Смолинский тормознул автомобиль так резко, что Самохин чуть не ткнулся носом в стекло.
– Приехали, – заявил полковник и, достав расческу, пригладил седые волосы, расчесал нетронуто-черные, будто подкрашенные, усы.
– И что ж теперь? – понимая, что разговор окончен, торопливо поинтересовался Самохин.
– А то, что отец и сын Щукины, судя по всему, чеченцам соплеменника не отдают, какую-то свою цель преследуя. И я, кажется, даже знаю, какую…
Самохин смотрел на него напряженно, и Смолинский, вздохнув, продолжил:
– Но это, Андреич, совсем уж между нами. Думаю я, что Щукины хотят чечиков принудить одну грязную работенку проделать. Есть у нас авторитет, старый вор в законе Федя Чкаловский. Щукины с ним уже лет десять за сферы влияния воюют, но ничего сделать не могут. А чеченцы по этой части, как известно, ребята ушлые.

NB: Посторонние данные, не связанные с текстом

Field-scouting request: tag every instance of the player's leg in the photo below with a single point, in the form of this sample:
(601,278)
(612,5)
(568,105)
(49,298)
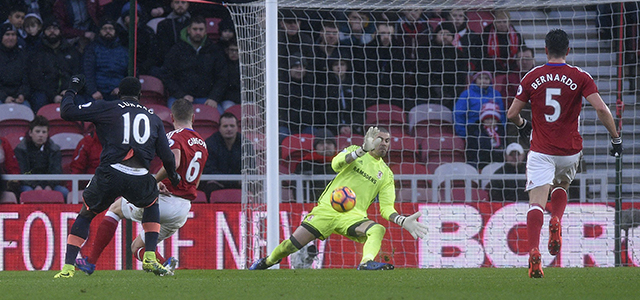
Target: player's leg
(104,235)
(78,234)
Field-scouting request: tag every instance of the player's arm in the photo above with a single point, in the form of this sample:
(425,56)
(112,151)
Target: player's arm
(370,142)
(605,116)
(162,173)
(524,126)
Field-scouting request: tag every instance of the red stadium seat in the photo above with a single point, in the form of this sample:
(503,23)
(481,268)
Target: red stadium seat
(211,27)
(444,148)
(201,197)
(294,148)
(14,138)
(403,149)
(344,141)
(388,116)
(226,196)
(14,118)
(41,196)
(206,120)
(408,168)
(67,142)
(164,113)
(152,91)
(56,123)
(477,20)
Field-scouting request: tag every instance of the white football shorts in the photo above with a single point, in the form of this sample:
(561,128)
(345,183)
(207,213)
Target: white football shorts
(173,214)
(550,169)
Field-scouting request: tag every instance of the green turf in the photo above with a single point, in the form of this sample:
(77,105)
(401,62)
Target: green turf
(485,283)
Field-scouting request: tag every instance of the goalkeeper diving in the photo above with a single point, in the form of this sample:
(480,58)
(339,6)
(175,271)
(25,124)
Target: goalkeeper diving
(365,172)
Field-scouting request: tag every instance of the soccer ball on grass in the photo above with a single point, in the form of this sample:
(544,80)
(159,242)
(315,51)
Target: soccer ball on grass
(343,199)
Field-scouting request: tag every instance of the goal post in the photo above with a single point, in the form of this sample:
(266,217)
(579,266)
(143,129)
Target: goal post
(412,86)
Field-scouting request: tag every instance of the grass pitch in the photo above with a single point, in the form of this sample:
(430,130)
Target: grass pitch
(484,283)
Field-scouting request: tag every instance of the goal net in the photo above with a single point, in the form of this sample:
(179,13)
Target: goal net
(439,75)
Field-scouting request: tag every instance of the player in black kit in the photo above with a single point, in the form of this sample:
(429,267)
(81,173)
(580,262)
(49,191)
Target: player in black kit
(131,136)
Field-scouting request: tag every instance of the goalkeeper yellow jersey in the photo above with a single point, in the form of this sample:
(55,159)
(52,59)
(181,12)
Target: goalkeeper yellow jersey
(367,177)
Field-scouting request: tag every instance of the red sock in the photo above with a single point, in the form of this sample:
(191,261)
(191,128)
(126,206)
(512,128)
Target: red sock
(535,218)
(558,202)
(140,253)
(105,233)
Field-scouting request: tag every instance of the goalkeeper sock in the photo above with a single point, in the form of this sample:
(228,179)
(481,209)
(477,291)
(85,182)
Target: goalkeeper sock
(535,218)
(558,202)
(375,233)
(283,250)
(105,233)
(78,234)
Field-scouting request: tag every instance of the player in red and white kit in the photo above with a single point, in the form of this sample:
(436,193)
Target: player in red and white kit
(190,153)
(555,91)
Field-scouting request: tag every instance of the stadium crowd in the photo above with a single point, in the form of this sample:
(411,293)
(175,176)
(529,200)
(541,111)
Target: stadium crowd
(338,74)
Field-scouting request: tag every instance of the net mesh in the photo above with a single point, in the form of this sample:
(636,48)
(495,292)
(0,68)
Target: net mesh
(347,65)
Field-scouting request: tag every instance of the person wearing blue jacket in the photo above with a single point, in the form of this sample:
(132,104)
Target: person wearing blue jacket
(469,104)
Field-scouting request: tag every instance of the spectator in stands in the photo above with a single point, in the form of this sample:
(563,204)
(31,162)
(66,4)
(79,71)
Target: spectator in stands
(291,40)
(485,138)
(37,154)
(227,154)
(105,63)
(79,19)
(146,48)
(325,48)
(168,31)
(231,94)
(296,99)
(384,71)
(319,163)
(33,30)
(86,157)
(52,63)
(444,65)
(359,29)
(464,38)
(341,108)
(16,17)
(227,31)
(195,68)
(501,43)
(469,104)
(510,189)
(14,81)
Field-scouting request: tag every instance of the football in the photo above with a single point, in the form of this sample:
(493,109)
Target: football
(343,199)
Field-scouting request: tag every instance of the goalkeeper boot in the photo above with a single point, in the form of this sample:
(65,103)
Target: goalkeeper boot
(374,265)
(66,272)
(535,264)
(171,264)
(261,264)
(84,265)
(151,264)
(555,236)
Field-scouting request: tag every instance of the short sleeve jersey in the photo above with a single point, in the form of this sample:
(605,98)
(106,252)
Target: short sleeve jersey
(193,155)
(555,92)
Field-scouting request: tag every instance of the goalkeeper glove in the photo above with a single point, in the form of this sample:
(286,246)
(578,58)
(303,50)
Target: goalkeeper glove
(76,83)
(411,224)
(371,141)
(525,129)
(616,143)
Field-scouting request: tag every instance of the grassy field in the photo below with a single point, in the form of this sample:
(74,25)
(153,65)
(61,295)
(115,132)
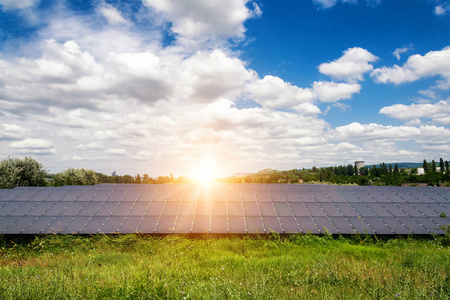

И снайперы, и подрывники… Но и они Федю опасаются. У того бригада мощная, и в случае чего не только чеченцев, что тут обосновались, перемочит, но и семьи их…
– Неужто этот Федя такой крутой? – засомневался, скрывая свое знакомство с ним, Самохин.
– Самый крутой в области. Главное, у него связи крепкие среди тех, кого теперь называют региональной элитой. Мы уж к нему и так, и эдак подкатывали… Двух агентов потеряли. Внедрили в его структуры – у него и бензозаправки, и казино, и банковский бизнес, – и оба вскорости погибли… при обычных вроде бы обстоятельствах. Один в автомобильную катастрофу попал, другой наркоманом оказался. И умер от передозировки.
– Агент – наркоман? – засомневался Самохин.
– Ага. Лейтенант молодой, только спецшколу закончил… Самохин почесал в затылке.
– Сейчас ведь от этого никто не застрахован.
– Этот наркоманом не был. Я точно знаю, – сухо сказал Смолинский.
– Откуда такая уверенность?
– Он был моим младшим братом.
– Дела-а… – потерянно выдохнул отставной майор.
– И я, Андреич, поклялся, что Федьку этого кончу. Мне бы хоть какую зацепочку… Хоть закрутку анаши у него при обыске зашмонать… Главное, в камеру закрыть – а оттуда он у меня, тварь, не выйдет.
– Что ж не зацепишь-то?
– Осторожен, падла. Сколько раз пытались его хоть на чем-нибудь прихватить – так нет, все чисто. В крайнем случае, пехота его под суд идет. Но я не отступлюсь.
Смолинский говорил это, кажется, уже не для Самохина, размышлял вслух, глядя перед собой, и отставной майор сказал мягко, извиняясь:
– Ладно, Коля. Пойду. Спасибо за доверие, за разговор откровенный. Может, и я чем помочь смогу.
Смолинский рассеянно кивнул и, когда Самохин выбрался из машины, еще какое-то время сидел там, а потом, прихватив фуражку и папочку, хлопнул дверцей и, шагая размашисто, пошел к зданию УВД, не заметив козырнувшего ему при входе сержанта милиции.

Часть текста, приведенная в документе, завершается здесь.